I.        L’appello 27 maggio 2022 di AP 1 è evaso nel senso che i dispositivi n. 1 e 2 della decisione 13 maggio 2022 del Pretore aggiunto della giurisdizione di Locarno-Campagna (inc. SO.2022.372) sono annullati e la causa di cui alla segnalazione 19 aprile 2022 dell’Ufficio del registro di commercio è stralciata dai ruoli siccome divenuta priva d’oggetto. Gli altri dispositivi della decisione impugnata rimangono invariati.

 

II.       Le spese processuali d’appello di fr. 700.-, già anticipate dall’appellante, rimangono a suo carico.
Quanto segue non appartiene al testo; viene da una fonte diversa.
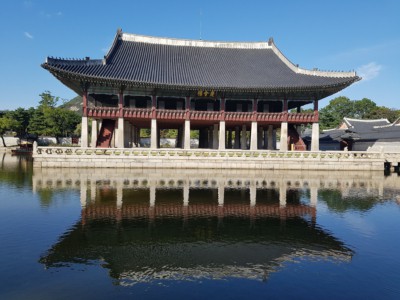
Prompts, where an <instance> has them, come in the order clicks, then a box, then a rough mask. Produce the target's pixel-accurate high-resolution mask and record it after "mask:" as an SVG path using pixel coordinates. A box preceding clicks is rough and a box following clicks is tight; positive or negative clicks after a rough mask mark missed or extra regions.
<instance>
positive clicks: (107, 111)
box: [86, 107, 119, 118]
mask: <svg viewBox="0 0 400 300" xmlns="http://www.w3.org/2000/svg"><path fill="white" fill-rule="evenodd" d="M86 111H87V116H88V117H93V118H117V117H118V116H119V108H118V107H88V108H87V109H86Z"/></svg>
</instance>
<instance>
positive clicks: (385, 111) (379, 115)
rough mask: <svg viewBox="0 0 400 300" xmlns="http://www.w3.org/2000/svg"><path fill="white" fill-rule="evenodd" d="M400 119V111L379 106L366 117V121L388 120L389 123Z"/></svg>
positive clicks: (367, 115) (384, 106)
mask: <svg viewBox="0 0 400 300" xmlns="http://www.w3.org/2000/svg"><path fill="white" fill-rule="evenodd" d="M399 117H400V110H396V109H393V108H387V107H385V106H377V107H375V108H374V109H373V110H371V111H370V112H368V113H367V114H366V115H365V118H366V119H388V120H389V122H394V121H396V119H397V118H399Z"/></svg>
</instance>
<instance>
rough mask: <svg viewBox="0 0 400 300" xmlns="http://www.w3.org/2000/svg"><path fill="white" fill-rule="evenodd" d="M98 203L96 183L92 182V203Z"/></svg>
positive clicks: (93, 181) (91, 191)
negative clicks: (96, 197)
mask: <svg viewBox="0 0 400 300" xmlns="http://www.w3.org/2000/svg"><path fill="white" fill-rule="evenodd" d="M95 201H96V181H95V180H92V181H90V202H92V203H94V202H95Z"/></svg>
Non si attribuiscono ripetibili.

 

III.      Notificazione:

 

-     

-   

 

                                             

Comunicazione alla Pretura della giurisdizione di Locarno-Campagna

 

 

Per la seconda Camera civile del Tribunale d’appello

Il presidente                                                          La vicecancelliera

 

 

 

 

 

 

 

 

 

Rimedi giuridici

Nelle cause a carattere pecuniario è dato ricorso in materia civile al Tribunale federale, 1000 Losanna 14, entro 30 giorni dalla notificazione del testo integrale della decisione (art. 100 cpv. 1 LTF), se il valore litigioso è superiore a fr. 30'000.-; per valori inferiori il ricorso è ammissibile se la controversia concerne una questione di diritto di importanza fondamentale (art. 74 cpv. 2 LTF). Qualora non sia dato il ricorso in materia civile è possibile proporre negli stessi termini ricorso sussidiario in materia costituzionale (art. 113, 117 LTF).  La parte che intende impugnare una decisione sia con un ricorso ordinario sia con un ricorso in materia costituzionale deve presentare entrambi i ricorsi con una sola e medesima istanza (art. 119 LTF).